The skill explains core building blocks (convolutions, attention, feed‑forward blocks, patch embedding) and shows compact reference implementations for CNNs, Transformer blocks, and ViT-style models. It compares architectures by typical use cases, parameter ranges, and inference characteristics, and links to widely used pretrained models for quick experimentation.

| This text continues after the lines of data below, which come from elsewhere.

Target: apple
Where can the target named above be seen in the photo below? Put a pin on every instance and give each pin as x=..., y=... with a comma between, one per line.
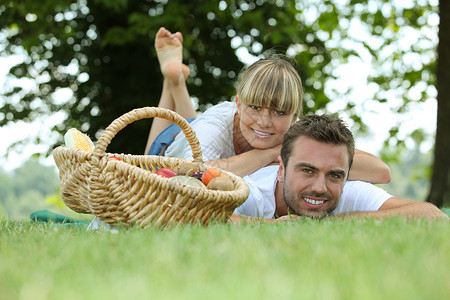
x=166, y=172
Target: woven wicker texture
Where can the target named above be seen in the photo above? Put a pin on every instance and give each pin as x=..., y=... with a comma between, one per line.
x=129, y=192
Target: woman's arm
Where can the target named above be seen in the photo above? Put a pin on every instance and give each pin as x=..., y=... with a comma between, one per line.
x=369, y=168
x=247, y=162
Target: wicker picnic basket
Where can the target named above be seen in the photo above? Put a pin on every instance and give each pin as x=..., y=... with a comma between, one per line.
x=128, y=191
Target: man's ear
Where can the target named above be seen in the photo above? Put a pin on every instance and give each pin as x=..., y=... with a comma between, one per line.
x=280, y=174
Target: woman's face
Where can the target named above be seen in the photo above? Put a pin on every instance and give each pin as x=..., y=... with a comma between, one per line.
x=263, y=127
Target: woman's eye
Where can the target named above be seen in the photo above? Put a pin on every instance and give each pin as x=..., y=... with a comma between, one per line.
x=280, y=112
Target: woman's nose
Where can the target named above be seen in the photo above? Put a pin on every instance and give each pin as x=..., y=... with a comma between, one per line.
x=264, y=119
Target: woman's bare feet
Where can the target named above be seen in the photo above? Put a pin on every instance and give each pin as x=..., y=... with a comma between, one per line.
x=169, y=50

Best practices highlight when to reuse pretrained weights, how to match model size to data, and how to manage compute and memory.

When to use it

  • Image classification or feature extraction — use CNNs or ViT depending on scale and compute.
  • Language understanding or sentence encoding — use Transformer encoders like BERT.
  • Text generation or autoregressive tasks — choose decoder or encoder–decoder transformers (GPT family, T5).
  • Multimodal tasks (image captioning, retrieval) — use pretrained multimodal models like CLIP or BLIP.
  • Prototype quickly with pretrained weights, then scale or adapt architecture to dataset size.

Best practices

  • Start from pretrained checkpoints for faster convergence and improved accuracy.
  • Match model capacity to dataset size to avoid underfitting or overfitting.
  • Account for inference constraints: smaller, efficient models for CPU/edge; larger models for GPU/TPU.
  • Use LayerNorm, residual connections, and dropout in Transformers for stable training.
  • Monitor memory and batch size trade-offs; use gradient accumulation or mixed precision when needed.

Example use cases

  • Train a compact CNN for on‑device image classification with limited compute.
  • Fine‑tune a ViT or EfficientNet on a medium‑sized vision dataset for improved accuracy.
  • Fine‑tune BERT for sentence classification or NER tasks in NLP pipelines.
  • Use a pretrained CLIP or BLIP model for multimodal retrieval or captioning with minimal training.
  • Prototype text generation or summarization using GPT or T5 variants, scaling model size as budget allows.

FAQ

Should I always use pretrained models?

Use pretrained models when available; they significantly speed up convergence and improve performance, especially with limited labeled data.

When should I prefer ViT over CNNs?

Prefer ViT when you have large-scale data and GPU resources; lightweight CNNs or hybrid architectures are better for small datasets or CPU/edge inference.